El emprendedor Antxon Aizpuru trabaja junto a inversores de impacto –personas que aceptan ganar algo menos de dinero a cambio de generar un beneficio para la sociedad–. Su objetivo es claro: comprar casas en pueblos, arreglarlas y alquilarlas por precios asequibles (entre 400 y 500 euros al mes) a familias. De esta forma, ayudan a que los municipios no pierdan servicios básicos como el colegio o el médico.
Pensaban que lo más difícil sería encontrar a los inversores.
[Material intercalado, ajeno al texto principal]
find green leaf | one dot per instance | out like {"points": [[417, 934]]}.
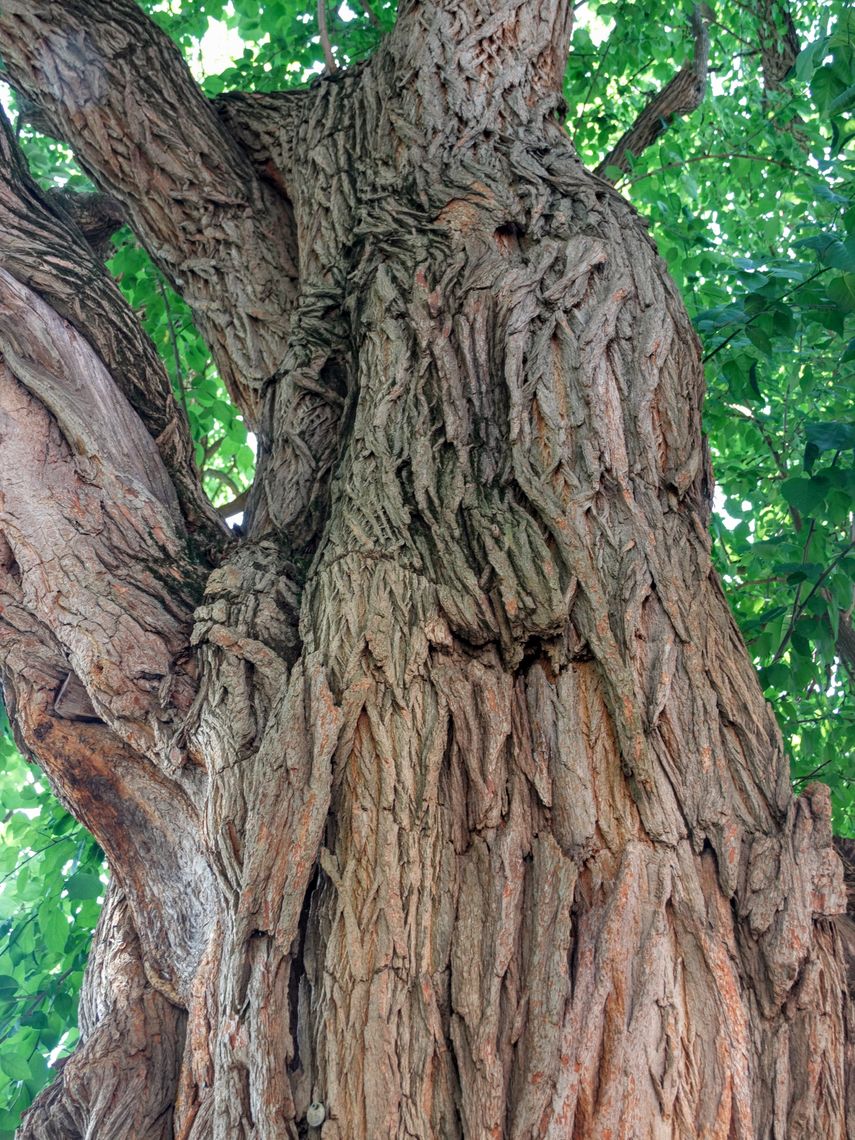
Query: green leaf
{"points": [[804, 494], [841, 291], [14, 1066], [84, 886], [831, 437]]}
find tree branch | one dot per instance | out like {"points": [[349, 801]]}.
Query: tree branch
{"points": [[88, 512], [127, 804], [122, 1079], [123, 98], [45, 250], [683, 95]]}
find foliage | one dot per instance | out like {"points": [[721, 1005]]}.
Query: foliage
{"points": [[752, 205], [51, 882]]}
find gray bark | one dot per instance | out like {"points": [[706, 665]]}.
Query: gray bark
{"points": [[448, 798]]}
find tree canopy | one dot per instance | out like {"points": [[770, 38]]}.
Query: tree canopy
{"points": [[731, 131]]}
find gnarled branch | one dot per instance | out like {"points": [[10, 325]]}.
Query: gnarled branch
{"points": [[683, 95], [43, 249], [123, 98]]}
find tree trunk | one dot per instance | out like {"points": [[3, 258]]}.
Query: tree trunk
{"points": [[455, 806]]}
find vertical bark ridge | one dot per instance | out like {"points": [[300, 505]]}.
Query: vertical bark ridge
{"points": [[499, 822]]}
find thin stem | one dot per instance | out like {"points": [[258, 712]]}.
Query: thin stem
{"points": [[173, 341], [706, 157], [328, 57]]}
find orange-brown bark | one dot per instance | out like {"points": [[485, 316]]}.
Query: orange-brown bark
{"points": [[455, 800]]}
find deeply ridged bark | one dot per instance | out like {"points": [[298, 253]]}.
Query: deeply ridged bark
{"points": [[481, 825]]}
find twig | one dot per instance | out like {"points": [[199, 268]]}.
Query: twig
{"points": [[173, 341], [328, 57]]}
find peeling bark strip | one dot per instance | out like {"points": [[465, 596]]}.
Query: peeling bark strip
{"points": [[122, 96], [458, 811]]}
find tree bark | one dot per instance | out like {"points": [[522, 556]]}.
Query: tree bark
{"points": [[454, 805]]}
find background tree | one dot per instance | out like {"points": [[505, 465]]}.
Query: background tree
{"points": [[757, 168]]}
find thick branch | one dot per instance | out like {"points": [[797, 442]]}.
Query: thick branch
{"points": [[123, 1076], [681, 97], [129, 806], [88, 513], [486, 64], [42, 246], [779, 41], [120, 94]]}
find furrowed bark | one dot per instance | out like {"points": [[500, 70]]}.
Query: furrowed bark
{"points": [[92, 526], [779, 41], [123, 1077], [41, 246], [123, 98], [498, 825]]}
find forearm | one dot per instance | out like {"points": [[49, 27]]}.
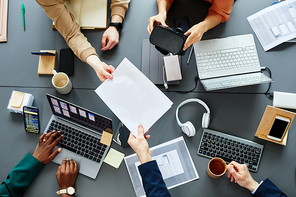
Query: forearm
{"points": [[21, 176], [68, 28], [208, 23]]}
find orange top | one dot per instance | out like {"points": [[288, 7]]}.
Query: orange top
{"points": [[220, 8]]}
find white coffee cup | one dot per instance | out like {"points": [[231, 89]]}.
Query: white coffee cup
{"points": [[61, 82]]}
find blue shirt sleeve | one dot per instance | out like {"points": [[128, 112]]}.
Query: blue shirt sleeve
{"points": [[153, 183], [21, 176]]}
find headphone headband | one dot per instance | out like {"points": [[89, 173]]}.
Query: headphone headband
{"points": [[188, 127], [189, 101]]}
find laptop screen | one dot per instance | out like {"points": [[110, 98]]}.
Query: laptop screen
{"points": [[79, 115]]}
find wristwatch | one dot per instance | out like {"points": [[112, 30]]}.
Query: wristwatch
{"points": [[118, 26], [69, 190]]}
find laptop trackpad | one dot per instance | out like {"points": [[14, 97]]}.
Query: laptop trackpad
{"points": [[65, 154]]}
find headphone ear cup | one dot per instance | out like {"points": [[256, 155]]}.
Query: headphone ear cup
{"points": [[188, 129], [205, 120]]}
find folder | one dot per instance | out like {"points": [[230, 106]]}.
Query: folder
{"points": [[89, 14]]}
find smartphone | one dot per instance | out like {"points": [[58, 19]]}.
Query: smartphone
{"points": [[42, 53], [31, 119], [182, 22], [66, 64], [278, 129]]}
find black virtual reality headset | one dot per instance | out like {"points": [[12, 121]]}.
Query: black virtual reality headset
{"points": [[168, 40]]}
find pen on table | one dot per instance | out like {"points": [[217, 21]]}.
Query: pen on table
{"points": [[23, 15], [189, 56]]}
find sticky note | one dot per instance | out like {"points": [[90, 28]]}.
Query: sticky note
{"points": [[106, 138], [114, 158], [17, 99]]}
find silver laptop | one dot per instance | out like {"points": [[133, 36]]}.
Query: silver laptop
{"points": [[82, 130], [228, 62]]}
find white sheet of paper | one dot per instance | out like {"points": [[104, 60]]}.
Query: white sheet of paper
{"points": [[133, 98], [174, 162]]}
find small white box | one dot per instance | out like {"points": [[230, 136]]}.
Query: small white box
{"points": [[27, 101], [284, 100], [172, 68]]}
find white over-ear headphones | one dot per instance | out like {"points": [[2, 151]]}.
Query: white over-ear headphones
{"points": [[188, 127]]}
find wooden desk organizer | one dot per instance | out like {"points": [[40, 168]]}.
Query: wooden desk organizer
{"points": [[46, 63], [267, 121]]}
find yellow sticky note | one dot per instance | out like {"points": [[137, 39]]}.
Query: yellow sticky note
{"points": [[114, 158], [17, 99], [106, 138]]}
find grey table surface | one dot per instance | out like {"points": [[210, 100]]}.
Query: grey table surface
{"points": [[236, 111]]}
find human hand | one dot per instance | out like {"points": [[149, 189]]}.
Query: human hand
{"points": [[140, 145], [67, 173], [102, 70], [240, 174], [110, 38], [153, 21], [43, 151], [194, 34]]}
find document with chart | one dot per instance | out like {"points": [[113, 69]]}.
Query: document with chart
{"points": [[173, 160], [275, 24]]}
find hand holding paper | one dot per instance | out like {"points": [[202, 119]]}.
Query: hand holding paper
{"points": [[133, 98]]}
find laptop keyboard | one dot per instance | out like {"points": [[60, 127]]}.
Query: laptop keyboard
{"points": [[79, 142], [232, 81], [229, 59], [230, 148]]}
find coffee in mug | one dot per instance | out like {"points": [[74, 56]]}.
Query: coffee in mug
{"points": [[216, 167], [61, 82]]}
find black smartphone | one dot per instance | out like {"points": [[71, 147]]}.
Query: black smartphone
{"points": [[66, 64], [182, 22], [278, 128], [42, 53], [31, 119]]}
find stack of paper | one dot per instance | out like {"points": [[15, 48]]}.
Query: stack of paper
{"points": [[275, 24], [133, 98]]}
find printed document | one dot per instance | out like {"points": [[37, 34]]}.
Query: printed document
{"points": [[275, 24], [173, 160], [133, 98]]}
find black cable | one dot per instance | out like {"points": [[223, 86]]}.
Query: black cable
{"points": [[186, 91], [269, 95]]}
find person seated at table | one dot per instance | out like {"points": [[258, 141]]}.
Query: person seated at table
{"points": [[153, 181], [151, 177], [219, 12], [65, 23], [240, 174], [23, 174]]}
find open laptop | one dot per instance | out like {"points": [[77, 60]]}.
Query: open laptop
{"points": [[82, 130], [228, 62]]}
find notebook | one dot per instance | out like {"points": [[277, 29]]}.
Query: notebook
{"points": [[83, 131], [89, 14], [228, 62]]}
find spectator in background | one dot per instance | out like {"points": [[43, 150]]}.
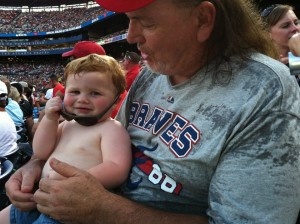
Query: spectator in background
{"points": [[13, 107], [294, 44], [281, 24], [58, 88], [8, 133], [27, 109], [48, 95], [131, 64], [84, 48], [214, 125]]}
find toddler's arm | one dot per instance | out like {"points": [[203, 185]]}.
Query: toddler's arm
{"points": [[46, 135], [116, 152]]}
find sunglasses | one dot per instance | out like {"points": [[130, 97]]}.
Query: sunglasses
{"points": [[267, 11], [88, 120]]}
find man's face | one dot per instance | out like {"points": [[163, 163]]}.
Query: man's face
{"points": [[285, 29], [166, 35]]}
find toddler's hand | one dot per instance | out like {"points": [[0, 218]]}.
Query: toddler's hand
{"points": [[53, 108]]}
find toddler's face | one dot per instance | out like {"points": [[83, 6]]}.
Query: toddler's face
{"points": [[89, 93]]}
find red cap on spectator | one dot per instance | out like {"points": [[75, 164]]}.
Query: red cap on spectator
{"points": [[84, 48], [123, 5]]}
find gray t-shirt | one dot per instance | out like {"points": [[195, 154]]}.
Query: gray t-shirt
{"points": [[224, 144]]}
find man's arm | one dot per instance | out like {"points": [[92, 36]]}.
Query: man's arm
{"points": [[20, 186], [91, 203]]}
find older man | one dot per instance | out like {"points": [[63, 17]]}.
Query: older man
{"points": [[214, 125]]}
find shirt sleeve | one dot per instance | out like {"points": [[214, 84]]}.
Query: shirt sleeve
{"points": [[257, 179]]}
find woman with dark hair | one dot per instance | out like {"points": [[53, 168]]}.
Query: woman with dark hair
{"points": [[281, 23]]}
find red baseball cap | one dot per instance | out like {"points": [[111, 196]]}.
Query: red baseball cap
{"points": [[84, 48], [123, 5]]}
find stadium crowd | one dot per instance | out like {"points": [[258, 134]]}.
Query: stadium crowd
{"points": [[26, 22]]}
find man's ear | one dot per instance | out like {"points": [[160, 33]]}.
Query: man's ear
{"points": [[206, 14]]}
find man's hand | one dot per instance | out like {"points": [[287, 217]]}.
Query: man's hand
{"points": [[72, 199], [20, 186]]}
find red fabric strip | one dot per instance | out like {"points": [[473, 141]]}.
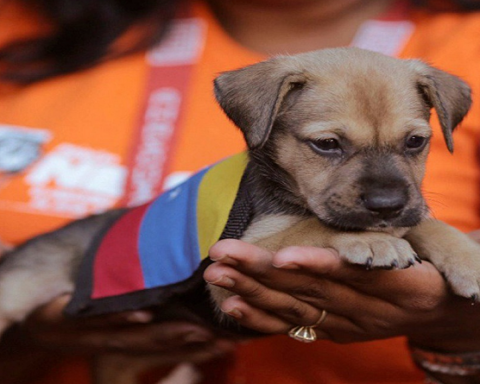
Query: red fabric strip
{"points": [[117, 268]]}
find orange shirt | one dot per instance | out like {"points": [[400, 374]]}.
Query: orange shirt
{"points": [[84, 124]]}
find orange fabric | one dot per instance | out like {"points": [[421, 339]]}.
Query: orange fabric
{"points": [[96, 111]]}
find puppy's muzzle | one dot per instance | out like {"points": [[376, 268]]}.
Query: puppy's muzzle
{"points": [[385, 204]]}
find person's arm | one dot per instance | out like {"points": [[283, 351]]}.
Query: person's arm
{"points": [[275, 292]]}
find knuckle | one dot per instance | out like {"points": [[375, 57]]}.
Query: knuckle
{"points": [[298, 313]]}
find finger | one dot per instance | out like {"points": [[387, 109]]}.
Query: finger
{"points": [[321, 261], [475, 235], [334, 327], [282, 304], [243, 256], [254, 318]]}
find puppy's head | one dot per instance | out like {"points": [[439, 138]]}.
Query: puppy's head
{"points": [[347, 129]]}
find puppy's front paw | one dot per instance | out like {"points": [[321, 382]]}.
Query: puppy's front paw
{"points": [[219, 295], [375, 250]]}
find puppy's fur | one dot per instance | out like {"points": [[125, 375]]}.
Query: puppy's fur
{"points": [[338, 141]]}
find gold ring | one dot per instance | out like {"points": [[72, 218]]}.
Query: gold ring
{"points": [[307, 334]]}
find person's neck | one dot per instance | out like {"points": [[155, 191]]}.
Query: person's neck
{"points": [[290, 28]]}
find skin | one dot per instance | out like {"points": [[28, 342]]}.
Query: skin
{"points": [[275, 292]]}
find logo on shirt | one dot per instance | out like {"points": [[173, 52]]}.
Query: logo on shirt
{"points": [[20, 147]]}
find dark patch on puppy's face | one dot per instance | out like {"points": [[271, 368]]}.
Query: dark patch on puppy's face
{"points": [[356, 154]]}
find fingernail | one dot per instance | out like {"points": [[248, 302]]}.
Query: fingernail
{"points": [[140, 317], [235, 313], [223, 281]]}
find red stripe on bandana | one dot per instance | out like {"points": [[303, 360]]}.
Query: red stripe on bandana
{"points": [[121, 273]]}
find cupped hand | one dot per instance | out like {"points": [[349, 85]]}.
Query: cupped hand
{"points": [[274, 292]]}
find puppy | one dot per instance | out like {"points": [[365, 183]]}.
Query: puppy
{"points": [[337, 143]]}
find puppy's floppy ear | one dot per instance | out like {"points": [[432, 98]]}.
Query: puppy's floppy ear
{"points": [[251, 97], [448, 94]]}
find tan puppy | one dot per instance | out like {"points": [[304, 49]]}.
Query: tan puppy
{"points": [[338, 141]]}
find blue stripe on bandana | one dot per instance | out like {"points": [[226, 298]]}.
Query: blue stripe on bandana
{"points": [[168, 240]]}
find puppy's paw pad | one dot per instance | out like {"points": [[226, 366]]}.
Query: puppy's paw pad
{"points": [[377, 251]]}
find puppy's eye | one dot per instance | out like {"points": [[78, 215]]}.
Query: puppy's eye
{"points": [[325, 146], [415, 143]]}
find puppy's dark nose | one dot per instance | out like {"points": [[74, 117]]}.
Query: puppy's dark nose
{"points": [[386, 203]]}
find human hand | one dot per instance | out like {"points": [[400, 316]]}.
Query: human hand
{"points": [[275, 292]]}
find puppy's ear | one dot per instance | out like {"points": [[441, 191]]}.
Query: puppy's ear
{"points": [[251, 97], [448, 94]]}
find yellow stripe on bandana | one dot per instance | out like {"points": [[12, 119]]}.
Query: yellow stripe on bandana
{"points": [[216, 196]]}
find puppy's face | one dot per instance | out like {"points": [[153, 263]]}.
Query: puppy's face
{"points": [[348, 128]]}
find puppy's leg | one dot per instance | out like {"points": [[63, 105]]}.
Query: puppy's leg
{"points": [[44, 268], [452, 252]]}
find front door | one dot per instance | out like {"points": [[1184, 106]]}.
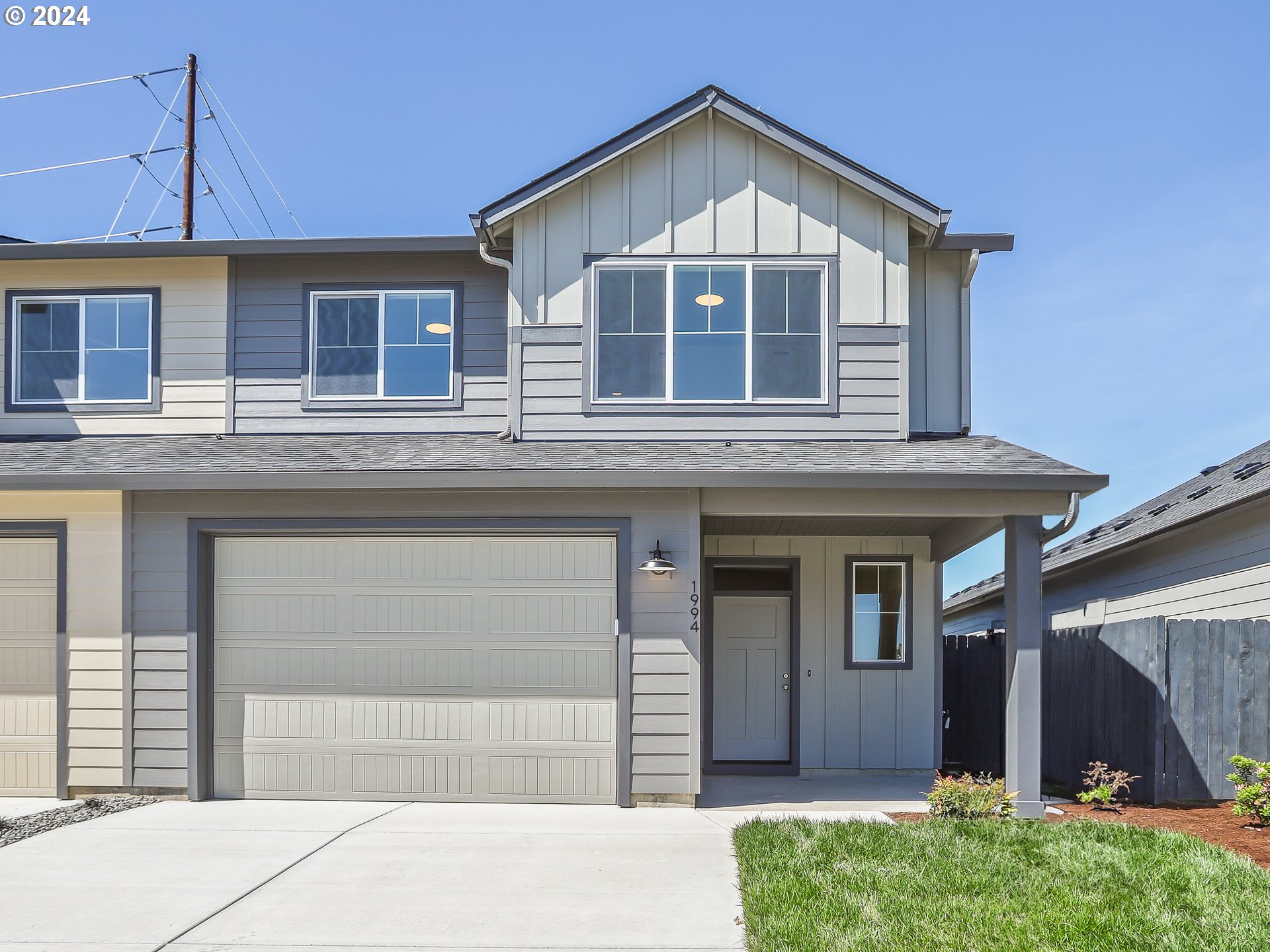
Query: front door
{"points": [[751, 678]]}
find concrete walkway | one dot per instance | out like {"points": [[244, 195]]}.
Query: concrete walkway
{"points": [[271, 876]]}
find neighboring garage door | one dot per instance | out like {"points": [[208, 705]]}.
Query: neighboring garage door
{"points": [[417, 668], [28, 666]]}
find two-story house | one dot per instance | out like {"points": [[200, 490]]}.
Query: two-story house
{"points": [[650, 479]]}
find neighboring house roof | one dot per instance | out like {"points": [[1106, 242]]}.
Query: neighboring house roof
{"points": [[743, 113], [237, 460], [214, 248], [1216, 491]]}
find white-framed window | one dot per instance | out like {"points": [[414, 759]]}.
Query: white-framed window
{"points": [[710, 332], [81, 349], [879, 612], [381, 344]]}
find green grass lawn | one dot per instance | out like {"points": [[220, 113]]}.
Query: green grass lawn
{"points": [[995, 887]]}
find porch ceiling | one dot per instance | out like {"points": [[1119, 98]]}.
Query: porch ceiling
{"points": [[821, 526]]}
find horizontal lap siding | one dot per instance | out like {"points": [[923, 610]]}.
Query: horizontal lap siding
{"points": [[193, 306], [666, 677], [269, 331], [868, 403]]}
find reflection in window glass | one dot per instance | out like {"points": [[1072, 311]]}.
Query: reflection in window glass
{"points": [[110, 362], [632, 333], [878, 612], [382, 344], [709, 333]]}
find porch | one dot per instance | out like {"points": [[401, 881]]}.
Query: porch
{"points": [[821, 662]]}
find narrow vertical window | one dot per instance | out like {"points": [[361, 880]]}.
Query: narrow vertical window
{"points": [[878, 614]]}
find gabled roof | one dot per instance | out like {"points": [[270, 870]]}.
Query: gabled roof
{"points": [[1216, 491], [743, 113], [426, 460]]}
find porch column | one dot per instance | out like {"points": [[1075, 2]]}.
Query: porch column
{"points": [[1023, 662]]}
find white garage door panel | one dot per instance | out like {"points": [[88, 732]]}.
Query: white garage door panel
{"points": [[417, 668], [28, 666]]}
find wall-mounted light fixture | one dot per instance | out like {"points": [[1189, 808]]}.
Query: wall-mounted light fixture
{"points": [[658, 564]]}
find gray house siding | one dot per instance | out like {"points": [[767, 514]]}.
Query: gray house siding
{"points": [[1218, 569], [269, 333], [665, 680]]}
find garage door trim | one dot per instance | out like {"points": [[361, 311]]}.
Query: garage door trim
{"points": [[54, 530], [202, 535]]}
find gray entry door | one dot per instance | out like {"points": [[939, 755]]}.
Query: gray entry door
{"points": [[415, 668], [28, 668], [751, 677]]}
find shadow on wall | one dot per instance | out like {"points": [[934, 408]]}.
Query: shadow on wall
{"points": [[1170, 701]]}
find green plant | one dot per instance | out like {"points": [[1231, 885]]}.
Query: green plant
{"points": [[1251, 779], [1103, 786], [970, 796]]}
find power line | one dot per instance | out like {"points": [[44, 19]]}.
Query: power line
{"points": [[161, 194], [238, 165], [93, 83], [89, 161], [136, 234], [229, 192], [145, 159], [259, 165], [215, 197]]}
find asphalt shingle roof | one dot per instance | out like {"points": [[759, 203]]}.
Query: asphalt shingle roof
{"points": [[1216, 489], [385, 454]]}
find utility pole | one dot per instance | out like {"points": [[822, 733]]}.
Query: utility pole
{"points": [[187, 215]]}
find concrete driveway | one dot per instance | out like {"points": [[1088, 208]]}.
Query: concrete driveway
{"points": [[270, 876]]}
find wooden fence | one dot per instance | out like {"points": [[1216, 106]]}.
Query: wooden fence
{"points": [[1170, 701]]}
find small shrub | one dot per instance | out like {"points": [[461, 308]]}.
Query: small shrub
{"points": [[969, 797], [1251, 779], [1103, 786]]}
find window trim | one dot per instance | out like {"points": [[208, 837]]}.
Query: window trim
{"points": [[592, 403], [12, 405], [849, 612], [349, 401]]}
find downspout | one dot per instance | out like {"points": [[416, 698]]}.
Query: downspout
{"points": [[967, 277], [507, 434], [1074, 509]]}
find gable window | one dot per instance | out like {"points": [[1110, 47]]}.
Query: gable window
{"points": [[381, 344], [704, 332], [81, 349], [879, 614]]}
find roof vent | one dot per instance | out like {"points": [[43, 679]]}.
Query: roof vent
{"points": [[1249, 470]]}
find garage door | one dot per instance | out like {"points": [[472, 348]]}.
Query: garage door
{"points": [[28, 666], [418, 668]]}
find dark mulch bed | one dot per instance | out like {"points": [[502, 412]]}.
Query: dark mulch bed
{"points": [[1209, 822], [12, 830]]}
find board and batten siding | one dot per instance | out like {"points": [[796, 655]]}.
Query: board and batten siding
{"points": [[1217, 569], [853, 719], [714, 187], [192, 339], [666, 677], [269, 332], [95, 554]]}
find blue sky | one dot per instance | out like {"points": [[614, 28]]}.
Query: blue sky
{"points": [[1128, 146]]}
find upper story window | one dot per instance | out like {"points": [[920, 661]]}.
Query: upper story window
{"points": [[89, 349], [704, 332], [381, 344]]}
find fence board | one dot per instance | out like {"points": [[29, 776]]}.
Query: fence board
{"points": [[1170, 701]]}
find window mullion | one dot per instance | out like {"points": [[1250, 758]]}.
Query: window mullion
{"points": [[379, 342], [83, 344]]}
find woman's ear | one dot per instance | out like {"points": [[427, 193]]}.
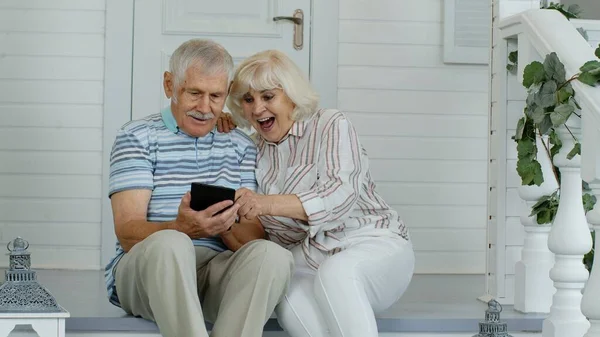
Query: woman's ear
{"points": [[168, 84]]}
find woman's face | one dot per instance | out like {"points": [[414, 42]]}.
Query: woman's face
{"points": [[269, 112]]}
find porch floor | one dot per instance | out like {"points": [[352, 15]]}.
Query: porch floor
{"points": [[432, 303]]}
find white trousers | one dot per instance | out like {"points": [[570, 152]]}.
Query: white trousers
{"points": [[341, 298]]}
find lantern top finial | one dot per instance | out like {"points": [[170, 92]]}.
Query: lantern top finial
{"points": [[494, 306], [19, 246]]}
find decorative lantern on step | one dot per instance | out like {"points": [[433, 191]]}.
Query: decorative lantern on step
{"points": [[492, 326], [24, 301]]}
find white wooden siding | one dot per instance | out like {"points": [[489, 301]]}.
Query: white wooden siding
{"points": [[51, 88], [424, 125]]}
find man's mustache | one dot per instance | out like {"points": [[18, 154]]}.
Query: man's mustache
{"points": [[200, 115]]}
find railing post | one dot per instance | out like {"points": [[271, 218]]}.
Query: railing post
{"points": [[590, 304], [569, 240], [533, 286]]}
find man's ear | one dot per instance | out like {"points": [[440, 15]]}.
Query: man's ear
{"points": [[229, 89], [168, 84]]}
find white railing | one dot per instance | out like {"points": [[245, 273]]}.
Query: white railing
{"points": [[539, 33]]}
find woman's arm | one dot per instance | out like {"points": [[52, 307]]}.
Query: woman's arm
{"points": [[341, 173], [242, 233]]}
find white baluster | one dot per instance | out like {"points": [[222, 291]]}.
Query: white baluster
{"points": [[569, 241], [590, 305], [533, 286]]}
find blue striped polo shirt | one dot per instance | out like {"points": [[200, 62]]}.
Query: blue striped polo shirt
{"points": [[154, 154]]}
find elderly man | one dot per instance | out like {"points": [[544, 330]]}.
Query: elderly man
{"points": [[173, 265]]}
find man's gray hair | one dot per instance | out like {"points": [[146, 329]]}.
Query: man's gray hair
{"points": [[210, 57]]}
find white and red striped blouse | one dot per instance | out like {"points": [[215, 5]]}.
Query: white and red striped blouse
{"points": [[322, 162]]}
Sin embargo, la sorpresa ha sido enorme: actualmente tienen a dos inversores con el dinero preparado, pero no consiguen comprar ninguna vivienda.
En una entrevista exclusiva para Trama, Antxon nos cuenta la actual situación con detalle.
El problema: precios inflados y casas fuera de mercado
La razón principal de esta situación es que las pocas casas anunciadas en internet tienen precios totalmente fuera del valor real del mercado rural, afectadas por la subida de los precios en las ciudades cercanas. “Hace unos años compramos una casa en un pueblo por 20.000 euros. Hoy, por viviendas en peor estado en la misma zona, te piden 50.000 euros. Calculando el IPC, no debería ser más de 25.000 euros”, explica Antxon Aizpuru.

Los obstáculos invisibles: herencias y falta de hipotecas
Aunque, según datos oficiales, se calcula que en España hay más de dos millones de casas vacías en el entorno rural, la gran mayoría no está a la venta. Esto choca frontalmente con los bulos sobre la vivienda gratis en el medio rural, ya que encontrar una vivienda a precio justo hoy en día es complicado.
Muchas de esas casas vacías no están a la venta por varios inconvenientes:
- Líos de papeles y herencias: Muchas casas antiguas pertenecen a familias con decenas de herederos que no se ponen de acuerdo o no están bien registradas.
- Sin hipotecas para casas baratas: Los bancos no conceden hipotecas por cantidades pequeñas (como 30.000 o 40.000 euros). Esto obliga a pedir préstamos personales con intereses muy altos que encarecen la compra y la reforma.
- Miedo a comprar sin probar: Muchas personas de ciudad quieren probar a vivir en un pueblo, pero no se atreven a comprar directamente por miedo a no adaptarse y luego no poder vender la casa.
La situación contraria: gente que sí quiere irse a vivir al pueblo
La experiencia de Aizpuru demuestra que sí hay gente que quiere irse a vivir a un pueblo. Cada vez que publican una casa en alquiler por 400 o 500 euros al mes, reciben decenas de solicitudes en menos de 24 horas y tienen que retirar el anuncio. “Está demostrado que la gente quiere vivir en los pueblos si le das una vivienda asequible. En un pueblo se vive bien; van a vivir mejor, tanto económicamente como en cuanto se asientan y ven cómo se vive”, asegura Aizpuru.

Pueblos al límite: salvar el colegio rural
El proyecto se centra por ahora en La Rioja, buscando municipios de entre 500 y 3.000 habitantes que estén a unos 20 o 30 minutos de una ciudad o pueblo grande. Son municipios que tienen médico y colegio, pero están “en el límite”.
En muchos de estos municipios, la llegada de una sola familia con dos o tres niños evita el cierre definitivo de las aulas, manteniendo vivo el valor indispensable de las escuelas rurales y colegios unitarios para fijar población.
Llamamiento a los propietarios de casas vacías
Antxon Aizpuru y su equipo no buscan el beneficio económico rápido, sino el impacto social: trabajan con rentabilidades moderadas (de entre el 4% y el 6%) y se encargan de toda la gestión, reformas y alquileres.
Por eso, lanzan un mensaje directo a los vecinos y familias que conservan viviendas cerradas en los pueblos: vender a un precio justo y razonable no es solo una transacción, es una forma de devolverle la vida a su municipio. Permite que una familia se instale, que los comercios mantengan la actividad y que los colegios rurales no apaguen sus luces.